Kur'ân hakkında ileri sürülen bu menfi sözlerin dolaştığı sıralar­da Mu'tezile ekolünün kurucularından Vasıl b. Ata (131/748)[390] ilk defa i'cazla ilgili sarfe görüşünü ortaya attı.[391] Her ne kadar o zamânâ dek Kur'ân'ın i'cazı biliniyor idi ise de; ancak alimler i'cazın se­bebinin ne olduğu hususunda bir şey ortaya koymuş değillerdi. Vasil b. Ata bu sarfe görüşüyle Kur'ân'ın haddi zatında muciz olmadığını ancak Allah'ın insanları Kur'ân'ın bir benzerini getirmekten alıkoymasıyla muciz olduğunu söyledi.[392] Diğer bir ifade ile insanlar Kur'ân'a bir benzer getirebilirlerdi. Ancak Allah, bunu yapabilme gücünü kendilerinden almıştır.[393]

Daha sonra mu'tezileden en-Nazzam (ö. 231/845) bu görüşe sa­hip çıktı.[394] Zaten o, bu görüşüyle bilinir. Sarfe görüşünün yayılma­sıyla artık alimler Kur'ân i'caz'ının ilmî kurallarını, yönlerini ve de­lillerini ortaya koymaya çalıştılar. Sarfe görüşünü ilk reddeden en-Nezzam'in talebesi el-Cahız (ö. 255/869)'dır.[395] Günümüze ulaşma­mış Nazmu'l-Kur'ân adlı eserinde i'cazın ilmî yönlerini, i’cazın açıklanmasında hareket nortası olabilecek hazf, takdim ve icaz v.b. pren­sipleri temellendirir[396] ve Kur'ân üslubunun eşsiz olduğunu örnek­lerle izah eder.[397]
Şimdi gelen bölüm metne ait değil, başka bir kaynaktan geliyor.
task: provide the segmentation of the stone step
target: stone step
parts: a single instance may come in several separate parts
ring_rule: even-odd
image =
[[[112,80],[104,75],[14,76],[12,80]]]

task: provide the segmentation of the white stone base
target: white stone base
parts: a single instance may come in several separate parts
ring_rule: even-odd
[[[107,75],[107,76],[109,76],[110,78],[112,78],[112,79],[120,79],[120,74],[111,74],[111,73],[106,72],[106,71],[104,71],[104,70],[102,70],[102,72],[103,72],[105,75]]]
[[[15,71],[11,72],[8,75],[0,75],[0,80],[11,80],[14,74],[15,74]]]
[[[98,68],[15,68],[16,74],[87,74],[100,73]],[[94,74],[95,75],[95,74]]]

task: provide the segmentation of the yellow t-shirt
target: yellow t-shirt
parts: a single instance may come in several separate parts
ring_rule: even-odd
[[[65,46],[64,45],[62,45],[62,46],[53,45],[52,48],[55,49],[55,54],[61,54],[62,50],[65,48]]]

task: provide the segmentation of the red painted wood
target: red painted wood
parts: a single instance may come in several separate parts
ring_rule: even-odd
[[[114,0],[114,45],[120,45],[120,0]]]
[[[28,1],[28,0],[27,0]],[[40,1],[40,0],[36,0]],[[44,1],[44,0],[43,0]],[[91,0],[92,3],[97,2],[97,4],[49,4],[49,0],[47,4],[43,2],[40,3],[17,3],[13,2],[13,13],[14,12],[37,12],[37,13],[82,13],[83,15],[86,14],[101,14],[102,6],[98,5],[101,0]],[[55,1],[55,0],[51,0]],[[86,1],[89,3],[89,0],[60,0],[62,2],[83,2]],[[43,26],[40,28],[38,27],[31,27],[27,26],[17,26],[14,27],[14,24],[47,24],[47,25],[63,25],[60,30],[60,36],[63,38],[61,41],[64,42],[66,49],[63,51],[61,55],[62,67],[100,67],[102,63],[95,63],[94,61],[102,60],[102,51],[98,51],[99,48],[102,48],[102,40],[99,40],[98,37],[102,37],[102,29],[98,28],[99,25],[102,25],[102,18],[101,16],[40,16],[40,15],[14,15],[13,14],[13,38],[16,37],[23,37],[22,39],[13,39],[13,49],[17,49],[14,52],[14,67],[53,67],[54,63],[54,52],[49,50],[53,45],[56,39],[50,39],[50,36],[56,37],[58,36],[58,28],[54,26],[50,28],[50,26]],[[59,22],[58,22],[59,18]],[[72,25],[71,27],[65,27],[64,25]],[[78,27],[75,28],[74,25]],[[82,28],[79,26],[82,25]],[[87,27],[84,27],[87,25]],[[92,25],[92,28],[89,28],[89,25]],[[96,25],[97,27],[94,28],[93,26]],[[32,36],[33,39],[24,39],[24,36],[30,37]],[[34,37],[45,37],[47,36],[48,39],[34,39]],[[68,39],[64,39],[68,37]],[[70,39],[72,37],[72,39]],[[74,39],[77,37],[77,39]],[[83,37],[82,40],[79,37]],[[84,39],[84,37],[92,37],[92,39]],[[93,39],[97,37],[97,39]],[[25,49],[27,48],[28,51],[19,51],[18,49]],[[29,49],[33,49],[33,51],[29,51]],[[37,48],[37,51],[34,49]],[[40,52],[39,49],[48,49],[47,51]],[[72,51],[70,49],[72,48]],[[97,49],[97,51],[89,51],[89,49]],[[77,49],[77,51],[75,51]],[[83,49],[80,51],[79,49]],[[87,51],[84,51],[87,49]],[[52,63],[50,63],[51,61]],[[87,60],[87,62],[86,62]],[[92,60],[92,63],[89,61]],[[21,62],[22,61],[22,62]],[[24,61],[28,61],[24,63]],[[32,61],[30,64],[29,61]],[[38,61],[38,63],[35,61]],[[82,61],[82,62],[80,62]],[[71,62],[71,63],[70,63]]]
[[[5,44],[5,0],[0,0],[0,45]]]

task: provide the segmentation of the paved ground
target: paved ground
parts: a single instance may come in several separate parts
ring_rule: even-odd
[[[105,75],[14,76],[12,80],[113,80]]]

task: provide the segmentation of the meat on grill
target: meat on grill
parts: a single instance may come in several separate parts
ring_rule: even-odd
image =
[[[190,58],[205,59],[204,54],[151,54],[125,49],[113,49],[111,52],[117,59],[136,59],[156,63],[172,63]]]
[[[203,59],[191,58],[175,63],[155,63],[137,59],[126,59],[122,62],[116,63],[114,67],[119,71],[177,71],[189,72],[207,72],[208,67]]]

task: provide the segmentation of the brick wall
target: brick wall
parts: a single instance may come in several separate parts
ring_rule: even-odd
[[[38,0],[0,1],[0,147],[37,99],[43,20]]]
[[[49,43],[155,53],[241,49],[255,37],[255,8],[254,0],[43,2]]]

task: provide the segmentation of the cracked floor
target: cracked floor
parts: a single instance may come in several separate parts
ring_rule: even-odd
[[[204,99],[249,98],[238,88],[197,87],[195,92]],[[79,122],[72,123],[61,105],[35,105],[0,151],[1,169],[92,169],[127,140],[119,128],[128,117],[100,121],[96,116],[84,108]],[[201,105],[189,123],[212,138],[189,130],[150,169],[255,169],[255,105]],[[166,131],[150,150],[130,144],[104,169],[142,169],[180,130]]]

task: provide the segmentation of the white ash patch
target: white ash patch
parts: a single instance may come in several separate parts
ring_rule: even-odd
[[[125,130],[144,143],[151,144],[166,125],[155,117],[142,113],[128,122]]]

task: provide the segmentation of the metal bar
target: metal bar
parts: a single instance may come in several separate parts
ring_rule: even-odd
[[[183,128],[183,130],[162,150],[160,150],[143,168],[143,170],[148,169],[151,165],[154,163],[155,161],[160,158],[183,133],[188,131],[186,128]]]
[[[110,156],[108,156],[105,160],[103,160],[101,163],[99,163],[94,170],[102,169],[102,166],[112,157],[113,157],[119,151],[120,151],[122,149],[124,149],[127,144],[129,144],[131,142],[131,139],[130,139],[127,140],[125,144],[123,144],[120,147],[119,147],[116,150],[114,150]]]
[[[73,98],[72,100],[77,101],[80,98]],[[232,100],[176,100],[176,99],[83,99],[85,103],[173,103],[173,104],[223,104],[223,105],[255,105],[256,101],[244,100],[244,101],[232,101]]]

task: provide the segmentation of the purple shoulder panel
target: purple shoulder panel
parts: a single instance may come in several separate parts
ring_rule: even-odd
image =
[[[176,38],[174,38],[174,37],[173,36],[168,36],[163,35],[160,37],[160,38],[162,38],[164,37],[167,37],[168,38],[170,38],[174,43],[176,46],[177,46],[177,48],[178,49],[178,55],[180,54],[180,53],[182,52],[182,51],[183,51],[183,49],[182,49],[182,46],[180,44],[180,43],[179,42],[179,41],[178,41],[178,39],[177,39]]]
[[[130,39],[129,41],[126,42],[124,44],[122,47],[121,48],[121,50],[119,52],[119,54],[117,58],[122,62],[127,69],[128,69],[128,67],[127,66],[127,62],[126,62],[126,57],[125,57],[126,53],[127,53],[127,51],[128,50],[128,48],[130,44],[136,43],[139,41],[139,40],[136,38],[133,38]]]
el-Cahız'dan sonra gelen edebiyatçılar; Kur'ân'ın eşsiz mânâlarını ve ince icaz sırlarını ortaya çıkarmak için el-Cahız'ın yolunu izleye­rek, Kur'ân nazmına dair "Nazmu'l-Kur'ân" adı altında bazı kitaplar telif ettiler. Bunların arasında Ebu Bekir b. Abdillah b. Ebi Davud es-Sicistanî (ö. 316/928), Ebu Zeyd Ahmed b. Süleyman el-Belhî (ö. 322/934) ve Ebubekir Ahmed b. Ali el-İhşid (ö. 326/938) sayılabilir.

el-Cahız'dan sonra gelen alimler i'caz vecihlerini ve Kur'ân nazmının eşsizliğini muhtelif çalışmalarında incelediler. Hem mute­zileden hem de ehli sünnet alimlerinden birçok kimse Kur'ân i'cazını müstakil olarak ele alan eserler yazdılar.[398]

İcazu'l-Kur'ân adıyla yazılan ilk müstakil eser bize ulaşmaya Ebu Abdillah Muhammed b.Yez'ıd el-Vasitî (ö.306/918)'nin İ'cazu'l-Kur'ân'il-Beyan adlı eseridir. Kaynaklar Abdülkahir el-Cürcani (ö.471/1078)'nin Vasıtî'nin kitabına biri el-Mu'tadad adında büyük ve diğeri ondan küçük iki şerh yazdığını kayd ediyorlar.[399] Daha sonra mutezileden olan er-Rummanî (ö.384/994), el-Hattabî (ö.388/998), el-Bakillanî (ö.403/1012), Abdülkahir el-Cürcanî, Fahreddin er-Razî (ö.606/1209), İbnu Ebi'l-İsba' (ö.654/1256), er-Revyanî (ö.?), ez-Zemelkanî (ö.727/1327) ve es- Suyutî (ö. 911/1505) Kur'ân'ın icazı sahasında eserler yazdılar.[400]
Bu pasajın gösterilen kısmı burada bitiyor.